Due to its energy potential and carbon neutrality, biomass is one of the most promising solid fuels categorized as a renewable energy source. The by-product of biomass combustion and co-combustion—ash—can be effectively used to improve the efficiency and quality of the gasification process, which is an alternative to the existing ash disposal methods. This paper demonstrates the potential of biomass ash as natural catalysts for solid fuel gasification technologies. The catalytic potential of biomass ash can significantly contribute to overcoming the main limitations associated with the commercialisation of catalytic gasification of solid fuels. Based on an analysis of the physicochemical properties of biomass ash as well as the results of research on the catalytic gasification of solid fuels, biomass ash can be classified as a highly attractive process-supporting material. The addition of ash catalysts affects the gasification process by improving reactivity, gas quality and process kinetics. During the conducted studies, an increase in the maximum conversion degrees and a reduction in the gasification reaction time were observed, as well as a reduction in process temperature and an improvement in parameter values, i.e., reactivity indices and fractional conversion times. An increase in the yield of gaseous products, in particular H₂ and CO, has been shown, which proves the catalytic effect of biomass ash during the conversion and the water–gas shift reactions.
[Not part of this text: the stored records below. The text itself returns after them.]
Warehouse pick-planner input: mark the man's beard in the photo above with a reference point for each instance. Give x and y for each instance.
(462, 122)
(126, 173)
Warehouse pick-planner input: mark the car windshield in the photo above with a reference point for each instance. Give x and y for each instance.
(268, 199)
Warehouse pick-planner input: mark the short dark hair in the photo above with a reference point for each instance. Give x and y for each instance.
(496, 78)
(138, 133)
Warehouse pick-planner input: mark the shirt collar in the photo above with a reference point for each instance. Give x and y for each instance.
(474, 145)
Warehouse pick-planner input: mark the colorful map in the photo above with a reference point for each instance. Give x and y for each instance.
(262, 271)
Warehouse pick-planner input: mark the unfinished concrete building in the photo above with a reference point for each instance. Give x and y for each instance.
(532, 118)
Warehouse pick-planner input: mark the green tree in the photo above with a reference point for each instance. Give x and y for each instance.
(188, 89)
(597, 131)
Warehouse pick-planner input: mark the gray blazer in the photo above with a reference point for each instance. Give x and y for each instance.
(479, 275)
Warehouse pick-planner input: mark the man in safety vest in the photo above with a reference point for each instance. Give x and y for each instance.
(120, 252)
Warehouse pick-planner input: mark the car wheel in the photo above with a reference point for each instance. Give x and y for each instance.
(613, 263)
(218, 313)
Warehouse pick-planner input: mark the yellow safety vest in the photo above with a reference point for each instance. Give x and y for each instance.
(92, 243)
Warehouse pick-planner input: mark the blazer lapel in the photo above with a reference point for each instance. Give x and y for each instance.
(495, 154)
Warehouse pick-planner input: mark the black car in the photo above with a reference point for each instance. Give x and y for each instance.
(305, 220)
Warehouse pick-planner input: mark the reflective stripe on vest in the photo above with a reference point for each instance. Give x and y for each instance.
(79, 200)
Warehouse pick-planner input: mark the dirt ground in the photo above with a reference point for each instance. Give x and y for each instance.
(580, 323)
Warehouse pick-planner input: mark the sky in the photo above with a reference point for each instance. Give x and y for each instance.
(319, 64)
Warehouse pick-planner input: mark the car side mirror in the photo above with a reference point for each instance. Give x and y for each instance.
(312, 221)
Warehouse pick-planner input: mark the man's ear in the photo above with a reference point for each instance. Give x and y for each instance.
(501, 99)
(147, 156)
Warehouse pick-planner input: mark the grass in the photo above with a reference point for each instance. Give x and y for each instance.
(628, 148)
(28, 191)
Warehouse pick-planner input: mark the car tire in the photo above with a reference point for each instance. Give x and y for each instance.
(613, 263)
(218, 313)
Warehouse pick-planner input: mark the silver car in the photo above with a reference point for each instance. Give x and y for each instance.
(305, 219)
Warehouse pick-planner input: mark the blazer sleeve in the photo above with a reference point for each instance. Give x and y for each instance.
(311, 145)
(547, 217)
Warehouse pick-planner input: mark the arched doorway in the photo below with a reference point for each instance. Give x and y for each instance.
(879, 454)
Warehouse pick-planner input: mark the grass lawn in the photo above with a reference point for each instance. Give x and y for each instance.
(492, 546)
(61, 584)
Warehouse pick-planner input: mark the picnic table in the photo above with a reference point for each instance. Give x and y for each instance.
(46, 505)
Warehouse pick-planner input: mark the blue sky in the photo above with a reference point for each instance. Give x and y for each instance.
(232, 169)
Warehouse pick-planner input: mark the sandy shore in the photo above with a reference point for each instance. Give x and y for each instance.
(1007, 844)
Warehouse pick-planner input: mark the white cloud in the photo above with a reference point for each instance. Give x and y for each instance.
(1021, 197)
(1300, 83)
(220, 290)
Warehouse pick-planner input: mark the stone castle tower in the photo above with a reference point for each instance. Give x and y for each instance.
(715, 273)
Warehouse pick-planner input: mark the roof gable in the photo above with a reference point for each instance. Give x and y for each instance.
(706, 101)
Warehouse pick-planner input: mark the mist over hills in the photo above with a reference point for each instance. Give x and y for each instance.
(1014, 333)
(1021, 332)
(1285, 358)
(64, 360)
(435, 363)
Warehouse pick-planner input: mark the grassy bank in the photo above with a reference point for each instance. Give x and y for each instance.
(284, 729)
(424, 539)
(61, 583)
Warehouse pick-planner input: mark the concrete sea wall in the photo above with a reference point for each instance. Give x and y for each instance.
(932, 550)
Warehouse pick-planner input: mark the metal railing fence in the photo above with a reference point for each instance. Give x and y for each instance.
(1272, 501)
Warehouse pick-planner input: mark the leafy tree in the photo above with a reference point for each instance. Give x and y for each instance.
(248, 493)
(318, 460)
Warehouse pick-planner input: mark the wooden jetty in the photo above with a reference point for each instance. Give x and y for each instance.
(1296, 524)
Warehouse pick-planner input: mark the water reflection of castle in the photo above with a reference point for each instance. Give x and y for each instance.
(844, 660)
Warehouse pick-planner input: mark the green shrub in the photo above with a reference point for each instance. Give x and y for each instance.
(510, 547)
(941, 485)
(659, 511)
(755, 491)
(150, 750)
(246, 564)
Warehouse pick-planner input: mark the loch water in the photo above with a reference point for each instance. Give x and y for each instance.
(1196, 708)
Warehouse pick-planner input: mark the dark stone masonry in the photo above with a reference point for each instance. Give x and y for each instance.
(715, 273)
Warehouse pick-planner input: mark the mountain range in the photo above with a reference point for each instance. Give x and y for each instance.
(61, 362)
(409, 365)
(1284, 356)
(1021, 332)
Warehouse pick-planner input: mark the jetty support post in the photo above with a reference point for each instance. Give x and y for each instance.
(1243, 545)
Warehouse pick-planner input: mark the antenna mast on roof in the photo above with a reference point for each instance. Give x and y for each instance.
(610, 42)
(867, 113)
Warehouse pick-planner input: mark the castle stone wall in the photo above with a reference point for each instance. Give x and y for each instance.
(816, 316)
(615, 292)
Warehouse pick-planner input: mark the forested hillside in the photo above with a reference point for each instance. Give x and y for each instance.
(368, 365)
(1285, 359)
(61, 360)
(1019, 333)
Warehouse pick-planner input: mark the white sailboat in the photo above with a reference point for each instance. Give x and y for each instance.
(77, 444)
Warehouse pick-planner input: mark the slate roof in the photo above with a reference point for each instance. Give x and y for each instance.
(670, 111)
There is also an improvement in the constant rate of the gasification reaction and a positive change in kinetic parameter values that has been noted. The benefits of using biomass ash in gasification technology seem to outweigh the disadvantages presented. The implementation of this solution requires further studies related to the search for new biomass ashes, verification of physicochemical properties and catalytic activity, as well as the development of a feeding system. At the same time, solutions should be sought to limit the disadvantages of catalysts based on biomass ash, i.e., primarily their deactivation and the presence of hazardous elements.